The Well co-founders Sarrah Hallock, Rebecca Parekh, and Kane Sarhan.

The Well
Though technically a members’ club, this next-level wellness center in the Flatiron District is also open to day visitors. And thank goodness. The calming, whitewashed sanctuary unites a packed lineup of amenities: coed steam room, wellness library, fitness training areas, and dome-shaped meditation chamber. There’s even an organic restaurant that serves dishes such as wild salmon with greens and delicious daily-changing kitchari.
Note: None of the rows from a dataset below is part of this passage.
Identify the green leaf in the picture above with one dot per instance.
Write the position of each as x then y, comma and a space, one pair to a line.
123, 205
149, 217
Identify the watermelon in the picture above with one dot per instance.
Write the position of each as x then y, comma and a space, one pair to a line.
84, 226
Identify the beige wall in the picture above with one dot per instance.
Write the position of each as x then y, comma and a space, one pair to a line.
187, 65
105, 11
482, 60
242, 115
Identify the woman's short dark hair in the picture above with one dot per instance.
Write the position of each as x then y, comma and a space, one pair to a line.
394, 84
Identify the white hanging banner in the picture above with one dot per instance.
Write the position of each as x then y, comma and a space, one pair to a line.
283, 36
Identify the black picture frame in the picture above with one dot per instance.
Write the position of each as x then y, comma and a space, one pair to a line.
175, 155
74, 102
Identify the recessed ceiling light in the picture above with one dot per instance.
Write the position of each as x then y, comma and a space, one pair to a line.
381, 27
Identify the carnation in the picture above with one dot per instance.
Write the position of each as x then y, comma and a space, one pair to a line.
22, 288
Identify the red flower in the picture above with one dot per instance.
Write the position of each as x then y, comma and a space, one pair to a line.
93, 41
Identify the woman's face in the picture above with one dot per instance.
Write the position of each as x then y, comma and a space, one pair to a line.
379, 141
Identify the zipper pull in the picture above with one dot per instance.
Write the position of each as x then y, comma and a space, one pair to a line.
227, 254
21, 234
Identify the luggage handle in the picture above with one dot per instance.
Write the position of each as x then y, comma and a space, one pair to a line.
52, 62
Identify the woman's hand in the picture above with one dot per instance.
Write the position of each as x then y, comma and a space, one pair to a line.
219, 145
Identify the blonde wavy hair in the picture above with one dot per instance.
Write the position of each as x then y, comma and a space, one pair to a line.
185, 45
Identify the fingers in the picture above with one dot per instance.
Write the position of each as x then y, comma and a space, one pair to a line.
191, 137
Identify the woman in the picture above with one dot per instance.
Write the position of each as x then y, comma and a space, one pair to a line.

Doctors specializing in areas that range from sports medicine to acupuncture and Ayurveda are on hand to provide personalized care, whether you wish to alleviate insomnia or require relationship counseling.

A treatment room at Brooklyn’s Bathhouse.

Across the Brooklyn Bridge in the heart of Williamsburg, a 1930s soda factory now hosts a 600-square-meter subterranean spa that takes its cues from the social bathing cultures of Russia, Turkey, Scandinavia, and Finland. Aside from relaxing in two cedar-clad saunas, bathers can recline on hammam-style heated marble slabs and plunge into several hot and cold pools against a backdrop of exposed brickwork. Therapists deliver sports recovery massages in 10 vaulted treatment spaces; patrons are welcome to book an immune system–boosting cryotherapy session or float in a sensory deprivation tank saturated with Epsom salts. A post-treatment glass of wine at the street-level bar is a bonus.

The Main Barn at Shou Sugi Ban House in the Hamptons hosts wellness workshops, cooking demos, and other events.

Shou Sugi Ban House
A two-hour drive outside town on the south fork of Long Island, the newest destination spa to grace the Hamptons is Japanese-inspired in both its aesthetic (think minimalist decor and ofuro soaking tubs in each of the 13 guest rooms) and its wellness offerings. Multiday escapades and full-day immersions here tap into a diverse menu of experiences such as tea ceremonies, hypnotic gong baths, tailored shamanic healing sessions, and guided shinrin-yoku (“forest bathing”) walks. Classes in yoga, pilates, and tai chi take place at an open-air pavilion; you’ll also have the chance to commune with others around a ceremonial fire pit under the stars or over plant-focused meals designed in tandem with Noma co-founder Mads Refslund.